A Milano la fotografia di Pino Tarantini
Il tempo e la memoria. Entità dal legame indissolubile che Pio Tarantini, fotografo salentino nato a Torchiarolo nel 1950 e trapiantato a Milano agli inizi degli anni Settanta, continua da sempre a indagare con eleganza e pazienza in una ricerca che va oltre il valore documentario della fotografia.
“Il tempo ritrovato”, l’ultima mostra di Pio Tarantini a cura di Elena Carotti in programma dal 22 settembre al 30 ottobre nel nuovo spazio espositivo Lab 1930 di via Mantova 21 a Milano, dedicato alla fotografia d’autore, presenta dieci opere: otto fotografiche, sei dalla serie Imago, caratterizzate dalla tecnica del mosso, più Cassettiera#Lettere e Cassettiera#Pellicole, proposte insieme alle due cassettiere originali in legno e plexiglass in un gioco di rimandi tra bidimensionalità e tridimensionalità.
Le fotografie della serie Imago presenti in mostra riassumono la riflessione sul concetto di “tempo dilatato” – fondamentale nel percorso di ricerca fotografica dell’autore – attraverso la tecnica del mosso: immagini dal grande impatto poetico in sospensione tra spazio e tempo, dove la figura umana, sempre femminile, quasi evanescente, fluttua occupando l’intero spazio scenico, sia quando si muove in un interno casa sia quando il dialogo è direttamente con la natura.
Narrazioni immaginarie dove i corpi non confliggono con le quinte del racconto ma rimangono sospesi in totale armonia, come se danzassero: “La presenza umana si carica così di una precarietà in netto contrasto con le certezze della nostra percezione del reale” – precisa Pio Tarantini – “La transitorietà visiva delle figure pare voler dilatare la percezione del tempo che non può più essere quello cristallizzato dall’immagine fissa”.

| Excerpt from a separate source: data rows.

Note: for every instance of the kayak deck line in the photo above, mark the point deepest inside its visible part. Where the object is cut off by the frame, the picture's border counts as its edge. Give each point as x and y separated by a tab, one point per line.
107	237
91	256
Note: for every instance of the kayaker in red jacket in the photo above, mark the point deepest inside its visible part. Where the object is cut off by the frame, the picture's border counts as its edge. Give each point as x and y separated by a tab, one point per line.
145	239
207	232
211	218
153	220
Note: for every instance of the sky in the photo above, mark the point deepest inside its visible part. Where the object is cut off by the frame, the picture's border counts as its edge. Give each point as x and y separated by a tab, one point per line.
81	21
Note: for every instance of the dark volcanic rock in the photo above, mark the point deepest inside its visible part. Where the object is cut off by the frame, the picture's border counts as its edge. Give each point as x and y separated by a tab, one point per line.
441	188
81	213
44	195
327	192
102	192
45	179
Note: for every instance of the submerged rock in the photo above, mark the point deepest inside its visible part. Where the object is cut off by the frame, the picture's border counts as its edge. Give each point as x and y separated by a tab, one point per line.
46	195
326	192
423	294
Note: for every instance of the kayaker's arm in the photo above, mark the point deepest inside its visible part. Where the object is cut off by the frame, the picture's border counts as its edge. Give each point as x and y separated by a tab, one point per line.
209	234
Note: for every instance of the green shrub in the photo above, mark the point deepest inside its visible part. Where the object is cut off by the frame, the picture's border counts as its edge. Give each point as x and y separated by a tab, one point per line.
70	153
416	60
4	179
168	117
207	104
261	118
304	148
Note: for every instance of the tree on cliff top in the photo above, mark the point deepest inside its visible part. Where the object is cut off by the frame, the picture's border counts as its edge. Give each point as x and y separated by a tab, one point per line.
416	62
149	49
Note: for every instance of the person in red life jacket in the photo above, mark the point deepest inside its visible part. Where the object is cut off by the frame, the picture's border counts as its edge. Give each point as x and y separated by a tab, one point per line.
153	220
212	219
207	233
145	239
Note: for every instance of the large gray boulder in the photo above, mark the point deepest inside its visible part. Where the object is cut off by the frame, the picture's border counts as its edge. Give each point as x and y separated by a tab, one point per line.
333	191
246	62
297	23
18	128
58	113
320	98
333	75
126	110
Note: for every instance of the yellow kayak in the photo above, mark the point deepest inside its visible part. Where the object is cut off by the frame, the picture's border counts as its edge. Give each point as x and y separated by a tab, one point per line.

Il racconto dell’artista intorno alla memoria si fa incalzante, il tempo della storia reale non corrisponde con il tempo della coscienza di ognuno di noi. Le figure femminili si muovono con estrema eleganza e il tempo della memoria è sottratto alle determinazioni spazio-temporali dilatandosi oltre i margini della fotografia stessa.
La riflessione artistica di Pio Tarantini sul doppio binario memoria-ricordo si completa con le due opere Cassettiera#Lettere e Cassettiera#Pellicole, dove due vecchi cassetti da tipografia diventano contenitori della memoria: nel primo gli spazi dove erano riposti i caratteri in piombo contengono frammenti di vecchie buste e lettere di corrispondenza privata, mentre nel secondo sono custoditi frammenti di pellicole a passo ridotto di film personali o famosi.
Questa doppia opera, con la quale l’autore ricorda che il percorso iniziato con le fotografie della serie Imago trovano il loro completamento nella parola scritta su carta e nella pellicola cinematografica, sottolinea ancora una volta come la poetica romantica di Tarantini riconosca alla vita il ruolo di sedimentatrice instancabile di ricordi e memorie, che mantengono vive le esistenze di ognuno di noi.
La fisicità delle due cassettiere – i fogli ingialliti, stropicciati, le buste delle lettere coi francobolli da 50 lire, posta semplice o espresso, l’inchiostro, i frammenti di pellicola, le foto di Charlot, Stan Laurel e Oliver Hardy, il tutto incasellato ordinatamente come se fosse possibile riavvolgere il passato, imprigionare il flusso dei ricordi – rimanda al bisogno dell’autore di trovare un tempo dilatato capace di estendersi tra il passato e il futuro.
Dopo la mostra di Pio Tarantini, la programmazione di Lab 1930 proseguirà da novembre 2022 sino a giugno 2023 con lavori inediti di Alessandra Baldoni, Alessandra Calò, Giada Negri e Duglas Andreetti di Aion Art Studio, e Caroline Gavazzi.